En la universidad, después de las clases, solía discutir esa cuestión con un joven intelectual rumano que conseguía tranquilizarle:

—No hay ninguna prueba de que Goethe tuviera nunca un «conflicto» en el sentido moderno, ni tampoco un hombre como Jung, por ejemplo. Tú no eres un filósofo romántico: eres un científico. Memoria, fuerza, carácter y, sobre todo, sentido común. Tu problema va a ser ése: que te juzgas a ti mismo. Conocía a un tipo que se pasó dos años estudiando el cerebro de un armadillo, con la idea de que, antes o después, acabaría sabiendo más que nadie del cerebro de los armadillos. Yo le discutía que estuviera realmente ampliando el campo del saber humano: aquello era demasiado arbitrario. Y efectivamente, cuando envió su trabajo a la revista médica, se lo rechazaron. Acababan de aceptar la tesis que había escrito otro sobre el mismo tema.
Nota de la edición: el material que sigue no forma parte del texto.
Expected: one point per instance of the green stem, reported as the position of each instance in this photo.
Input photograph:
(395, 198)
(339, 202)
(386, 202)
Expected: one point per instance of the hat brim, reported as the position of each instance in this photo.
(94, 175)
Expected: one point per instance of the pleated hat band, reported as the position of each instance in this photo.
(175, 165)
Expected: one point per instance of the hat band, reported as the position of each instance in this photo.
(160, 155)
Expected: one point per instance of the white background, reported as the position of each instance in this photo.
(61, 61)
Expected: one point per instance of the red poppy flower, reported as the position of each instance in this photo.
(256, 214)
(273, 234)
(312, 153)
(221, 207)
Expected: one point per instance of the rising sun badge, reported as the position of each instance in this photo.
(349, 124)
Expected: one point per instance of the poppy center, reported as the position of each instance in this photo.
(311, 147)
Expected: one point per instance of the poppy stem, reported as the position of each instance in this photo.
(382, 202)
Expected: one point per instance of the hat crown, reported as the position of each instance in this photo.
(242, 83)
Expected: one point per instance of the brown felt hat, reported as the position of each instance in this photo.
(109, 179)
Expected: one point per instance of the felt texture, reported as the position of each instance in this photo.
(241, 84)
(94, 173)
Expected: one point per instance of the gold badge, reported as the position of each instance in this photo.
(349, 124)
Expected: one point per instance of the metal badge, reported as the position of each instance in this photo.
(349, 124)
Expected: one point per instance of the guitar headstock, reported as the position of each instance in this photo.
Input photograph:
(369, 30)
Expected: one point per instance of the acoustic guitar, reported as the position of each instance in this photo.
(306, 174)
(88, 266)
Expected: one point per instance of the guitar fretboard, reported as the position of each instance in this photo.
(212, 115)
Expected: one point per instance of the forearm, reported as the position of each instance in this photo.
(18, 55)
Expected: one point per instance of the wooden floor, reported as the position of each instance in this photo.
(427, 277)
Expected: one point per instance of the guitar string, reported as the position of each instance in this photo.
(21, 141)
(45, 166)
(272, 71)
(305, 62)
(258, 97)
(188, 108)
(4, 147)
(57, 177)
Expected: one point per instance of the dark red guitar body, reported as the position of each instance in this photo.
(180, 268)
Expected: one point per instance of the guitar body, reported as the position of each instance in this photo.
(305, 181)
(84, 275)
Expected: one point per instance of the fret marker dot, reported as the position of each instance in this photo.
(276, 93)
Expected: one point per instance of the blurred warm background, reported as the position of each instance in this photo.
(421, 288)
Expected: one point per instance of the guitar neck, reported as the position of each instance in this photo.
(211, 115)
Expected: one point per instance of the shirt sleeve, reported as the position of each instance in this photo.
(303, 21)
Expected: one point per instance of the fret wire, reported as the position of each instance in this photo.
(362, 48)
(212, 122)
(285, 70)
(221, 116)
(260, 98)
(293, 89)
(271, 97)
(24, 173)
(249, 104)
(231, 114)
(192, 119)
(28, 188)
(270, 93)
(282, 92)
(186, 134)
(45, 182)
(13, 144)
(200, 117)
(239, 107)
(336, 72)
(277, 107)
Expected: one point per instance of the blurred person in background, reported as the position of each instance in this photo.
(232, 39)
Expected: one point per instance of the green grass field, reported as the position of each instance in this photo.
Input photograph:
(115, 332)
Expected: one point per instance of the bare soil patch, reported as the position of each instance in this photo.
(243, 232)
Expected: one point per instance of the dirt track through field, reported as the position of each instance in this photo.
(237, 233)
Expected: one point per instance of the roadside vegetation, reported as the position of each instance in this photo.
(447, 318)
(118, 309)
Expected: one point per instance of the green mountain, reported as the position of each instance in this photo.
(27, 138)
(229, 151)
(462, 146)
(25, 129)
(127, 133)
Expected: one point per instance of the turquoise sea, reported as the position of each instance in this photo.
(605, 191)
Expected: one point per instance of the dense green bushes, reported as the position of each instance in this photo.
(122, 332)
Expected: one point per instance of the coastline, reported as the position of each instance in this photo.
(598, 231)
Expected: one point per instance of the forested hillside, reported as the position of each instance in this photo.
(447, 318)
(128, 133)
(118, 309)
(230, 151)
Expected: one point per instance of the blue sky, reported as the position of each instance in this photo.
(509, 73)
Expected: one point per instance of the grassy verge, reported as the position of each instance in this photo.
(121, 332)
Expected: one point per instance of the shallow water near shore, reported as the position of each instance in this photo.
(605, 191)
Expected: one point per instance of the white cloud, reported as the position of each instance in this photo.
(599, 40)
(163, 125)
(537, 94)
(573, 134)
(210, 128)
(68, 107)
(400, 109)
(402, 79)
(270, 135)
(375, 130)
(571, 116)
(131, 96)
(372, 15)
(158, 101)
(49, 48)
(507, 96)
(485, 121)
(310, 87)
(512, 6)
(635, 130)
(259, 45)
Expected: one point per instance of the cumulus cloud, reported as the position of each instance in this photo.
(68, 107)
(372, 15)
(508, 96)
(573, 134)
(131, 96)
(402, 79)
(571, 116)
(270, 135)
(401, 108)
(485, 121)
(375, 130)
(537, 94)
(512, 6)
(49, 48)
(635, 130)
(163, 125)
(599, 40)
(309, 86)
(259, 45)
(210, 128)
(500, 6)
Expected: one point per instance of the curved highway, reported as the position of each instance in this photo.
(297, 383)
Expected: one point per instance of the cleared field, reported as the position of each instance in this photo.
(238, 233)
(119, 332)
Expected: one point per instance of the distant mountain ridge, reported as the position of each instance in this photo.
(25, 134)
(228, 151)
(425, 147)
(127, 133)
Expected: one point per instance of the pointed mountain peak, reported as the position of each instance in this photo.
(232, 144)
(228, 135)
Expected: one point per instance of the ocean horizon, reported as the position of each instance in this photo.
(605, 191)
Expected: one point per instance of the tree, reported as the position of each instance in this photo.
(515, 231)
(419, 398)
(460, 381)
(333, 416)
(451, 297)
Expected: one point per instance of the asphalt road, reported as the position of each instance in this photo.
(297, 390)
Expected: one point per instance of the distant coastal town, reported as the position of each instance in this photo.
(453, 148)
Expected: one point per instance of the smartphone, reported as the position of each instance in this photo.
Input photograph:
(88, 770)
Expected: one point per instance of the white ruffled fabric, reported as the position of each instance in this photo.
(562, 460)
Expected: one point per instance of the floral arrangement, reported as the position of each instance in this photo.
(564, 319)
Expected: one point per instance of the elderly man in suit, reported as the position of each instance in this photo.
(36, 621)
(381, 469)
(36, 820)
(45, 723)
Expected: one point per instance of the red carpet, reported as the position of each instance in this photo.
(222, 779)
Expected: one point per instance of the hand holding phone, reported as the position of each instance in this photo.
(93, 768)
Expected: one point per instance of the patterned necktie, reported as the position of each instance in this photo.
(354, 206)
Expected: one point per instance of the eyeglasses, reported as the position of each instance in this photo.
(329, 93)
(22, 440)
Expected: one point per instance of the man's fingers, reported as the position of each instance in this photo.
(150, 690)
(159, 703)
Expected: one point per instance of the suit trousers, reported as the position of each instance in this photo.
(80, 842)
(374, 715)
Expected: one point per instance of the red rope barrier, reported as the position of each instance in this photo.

Dick llegó a Zurich con menos talones de Aquiles tal vez de los que se hubieran necesitado para equipar a un ciempiés, pero con bastantes ilusiones de fuerza y salud eternas, fe en la bondad intrínseca del género humano y todas las ilusiones de una nación, las mentiras de muchas generaciones de mujeres de pioneros que tenían que arrullar a sus hijos haciéndoles creer que no había lobos fuera de la cabaña. Una vez que obtuvo su título, recibió órdenes de incorporarse a un servicio de neurología que se estaba montando en Bar-sur-Aube.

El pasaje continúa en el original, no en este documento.